Shaheen went down as though shot. Barakat put his hands on his hips and said, "You know, I hate to see this."

"A little late to stop now," Cappy said.

"Oh, we can't stop." He knelt down and pushed a finger into Shaheen's neck. "Still alive," he said.

Cappy said, "Here," and he knelt beside the supine man, pinched his nose, put his hand over Shaheen's mouth, and pressed. Shaheen was profoundly unconscious, and never resisted. After a moment, he began to tremble and shake, and then he died.

Barakat checked again and said, "Well, that's that. Good-bye, Addie." Then he rolled him, fished his wallet out of his pocket, and took out a wad of cash. "He doesn't trust banks-there may be some more around, maybe in the refrigerator."

They found an envelope with $1,100 under an ice-cube tray; Cappy probed the bedroom, but found nothing more. Barakat had brought with him a dozen sample boxes of Viagra, distributed through hospitals and doctors' offices, two boxes of Tamiflu, and three bottles of stimulants.
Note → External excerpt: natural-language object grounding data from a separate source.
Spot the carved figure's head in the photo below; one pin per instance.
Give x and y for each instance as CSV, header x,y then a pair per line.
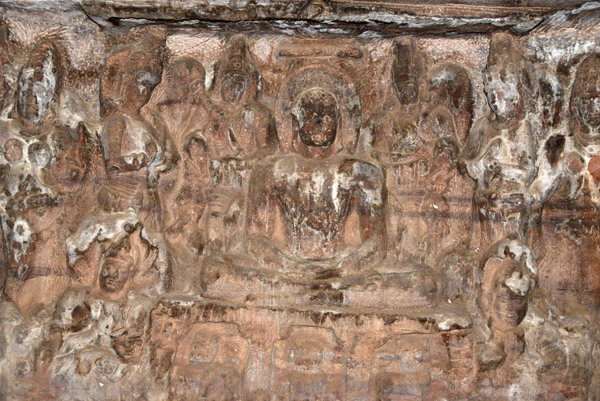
x,y
39,83
131,74
316,115
406,71
117,268
130,261
186,211
127,145
509,80
73,159
184,78
236,74
585,99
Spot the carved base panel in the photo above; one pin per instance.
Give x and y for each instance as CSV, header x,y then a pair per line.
x,y
313,200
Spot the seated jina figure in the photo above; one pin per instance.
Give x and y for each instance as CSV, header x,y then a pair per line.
x,y
315,226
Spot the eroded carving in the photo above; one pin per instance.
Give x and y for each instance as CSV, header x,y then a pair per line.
x,y
208,214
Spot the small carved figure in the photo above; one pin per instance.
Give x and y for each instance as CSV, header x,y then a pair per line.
x,y
135,153
501,153
309,198
585,103
245,125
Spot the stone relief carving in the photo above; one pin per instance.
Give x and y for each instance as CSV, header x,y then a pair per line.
x,y
221,215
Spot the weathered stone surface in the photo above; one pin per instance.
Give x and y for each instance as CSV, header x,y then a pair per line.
x,y
299,201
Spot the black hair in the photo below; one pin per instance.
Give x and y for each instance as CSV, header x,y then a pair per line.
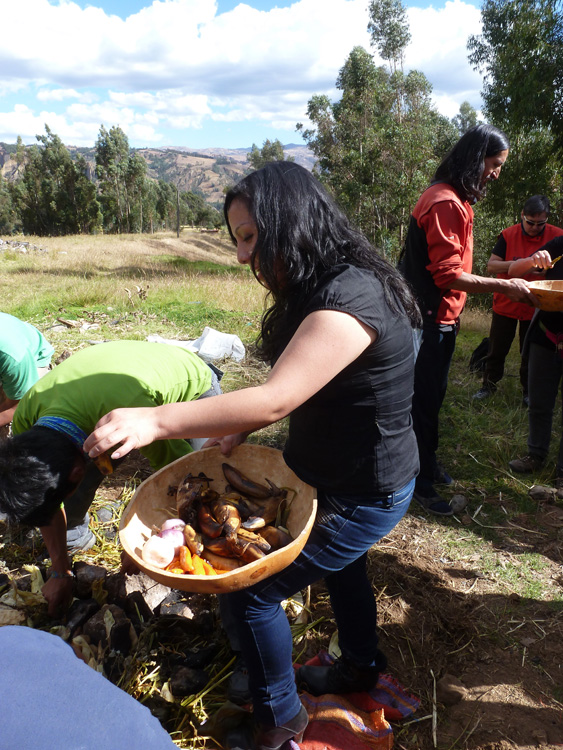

They wiped them, then handled them with Shaheen's dead but still sweaty hands, and then put them in a shoe box under Shaheen's bed. The stimulants had the hospital's name on them.

"Now, we go away," Barakat said. They wiped the ashtray and touched the doorknob only with a paper towel, careful not to wipe it, and were gone.

"The thing about this is, this solves several long-term problems I have had," Barakat said, as they walked back down the sidewalk to the car. "I never liked Addle. He was always trying to climb out of his place. Also, he spied on me for my father."

"Hope he didn't tell your old man about the hospital."

"He didn't know about the hospital for sure. He thought I did it, but he wasn't sure. And now, it's not a problem," Barakat said. "You hungry?"

Cappy nodded. "I could use a bite… Man, like that spook was all pink down there, you know? I didn't know that about them."

He didn't think about Shaheen, because Shaheen was now irrelevant.